Il y a quelques mois, j’ai accepté de répondre aux questions de Joanne Follorou, dans le cadre d’un projet d’études sur la représentation des femmes dans la littérature, mené conjointement avec Marie Andrès et Ameline Walle. Ce projet, auquel ont participé d’autres écrivaines et dessinatrices, ne sortira pas du cadre universitaire, mais, comme j’ai trouvé les questions très pertinentes, je me suis dit que notre entretien méritait d’être retranscrit ici.

Après tout, il a valu à ses autrices une très bonne note !

Je suis très intéressée par la planche « Sexisme internalisé » du tome 4 d’Alyssa, dans laquelle les personnages débattent de la place des femmes dans les mangas. Pouvez-vous nous donner votre avis sur ce problème ? D’après vous, les femmes en BD sont-elles souvent des stéréotypes ? Ces « femmes fortes » en BD (Atalante de Criss, Cixi dans Lanfeust…) sont-elles des types prédéfinis ? Quelle « case » remplissent-elles ? Quelle est leur fonction ? À quel cahier des charges doivent-elle répondre ?

Mon avis est pas mal résumé dans la planche. En bande dessinée comme ailleurs dans la fiction, les femmes souffrent d’une représentation à la fois inférieure en nombre à la réalité et biaisée. Dans la plupart des œuvres, le personnage par défaut est un homme blanc hétérosexuel.
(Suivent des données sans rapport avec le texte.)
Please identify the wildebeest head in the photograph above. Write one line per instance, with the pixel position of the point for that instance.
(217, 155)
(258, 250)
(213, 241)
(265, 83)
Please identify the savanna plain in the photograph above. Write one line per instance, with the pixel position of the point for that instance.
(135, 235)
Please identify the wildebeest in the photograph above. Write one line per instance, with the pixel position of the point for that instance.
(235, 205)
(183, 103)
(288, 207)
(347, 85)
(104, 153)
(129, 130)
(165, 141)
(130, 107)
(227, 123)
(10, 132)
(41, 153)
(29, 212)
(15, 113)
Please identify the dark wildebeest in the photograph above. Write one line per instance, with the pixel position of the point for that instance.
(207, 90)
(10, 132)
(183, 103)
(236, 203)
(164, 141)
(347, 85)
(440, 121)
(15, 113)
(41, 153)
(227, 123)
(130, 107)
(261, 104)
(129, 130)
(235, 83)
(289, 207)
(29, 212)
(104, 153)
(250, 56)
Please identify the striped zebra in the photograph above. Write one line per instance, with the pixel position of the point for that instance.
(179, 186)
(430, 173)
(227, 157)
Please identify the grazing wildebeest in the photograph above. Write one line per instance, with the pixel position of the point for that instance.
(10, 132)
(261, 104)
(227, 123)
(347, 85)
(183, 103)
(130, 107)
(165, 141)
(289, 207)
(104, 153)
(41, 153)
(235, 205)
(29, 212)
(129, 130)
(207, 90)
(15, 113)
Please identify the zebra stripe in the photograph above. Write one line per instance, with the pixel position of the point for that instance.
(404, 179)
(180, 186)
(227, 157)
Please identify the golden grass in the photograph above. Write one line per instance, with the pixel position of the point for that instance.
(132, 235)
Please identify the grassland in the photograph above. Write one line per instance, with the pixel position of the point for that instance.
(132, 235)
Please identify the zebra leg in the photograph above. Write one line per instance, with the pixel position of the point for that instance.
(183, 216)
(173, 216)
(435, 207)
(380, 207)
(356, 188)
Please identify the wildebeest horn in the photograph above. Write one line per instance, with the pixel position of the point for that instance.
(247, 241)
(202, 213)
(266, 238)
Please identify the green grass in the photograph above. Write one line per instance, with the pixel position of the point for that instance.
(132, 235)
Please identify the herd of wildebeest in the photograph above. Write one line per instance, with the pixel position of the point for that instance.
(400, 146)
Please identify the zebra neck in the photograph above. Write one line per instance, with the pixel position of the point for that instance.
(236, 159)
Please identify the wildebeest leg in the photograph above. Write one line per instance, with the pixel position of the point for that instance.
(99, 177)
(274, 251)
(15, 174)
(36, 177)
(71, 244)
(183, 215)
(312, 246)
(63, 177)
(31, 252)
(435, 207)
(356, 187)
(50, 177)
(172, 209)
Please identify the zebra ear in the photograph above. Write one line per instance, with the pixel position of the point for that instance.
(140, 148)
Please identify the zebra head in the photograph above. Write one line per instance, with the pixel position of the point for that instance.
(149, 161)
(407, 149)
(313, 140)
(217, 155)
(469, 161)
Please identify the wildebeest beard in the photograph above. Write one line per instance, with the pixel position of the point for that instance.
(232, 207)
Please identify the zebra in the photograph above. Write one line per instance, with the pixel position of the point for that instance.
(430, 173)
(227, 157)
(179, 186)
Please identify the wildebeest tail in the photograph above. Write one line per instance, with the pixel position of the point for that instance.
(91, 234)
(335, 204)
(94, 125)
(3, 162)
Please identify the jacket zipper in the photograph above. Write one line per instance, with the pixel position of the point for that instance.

Le héros a besoin de discuter avec un individu quelconque pour faire avancer son cheminement ? C’est un homme. Il a un accrochage en voiture ? L’autre conducteur est un homme. Il achète un paquet de chewing-gum ? Le vendeur est un homme. Ce n’est pas systématique mais très fréquent et, lorsqu’on sort de ce schéma, c’est que le genre de la personne a une importance dans l’histoire : c’est le début d’une histoire d’amour, ou d’un attachement paternel, ou ça sert à souligner les préférences sexuelles du héros ou son rapport aux femmes…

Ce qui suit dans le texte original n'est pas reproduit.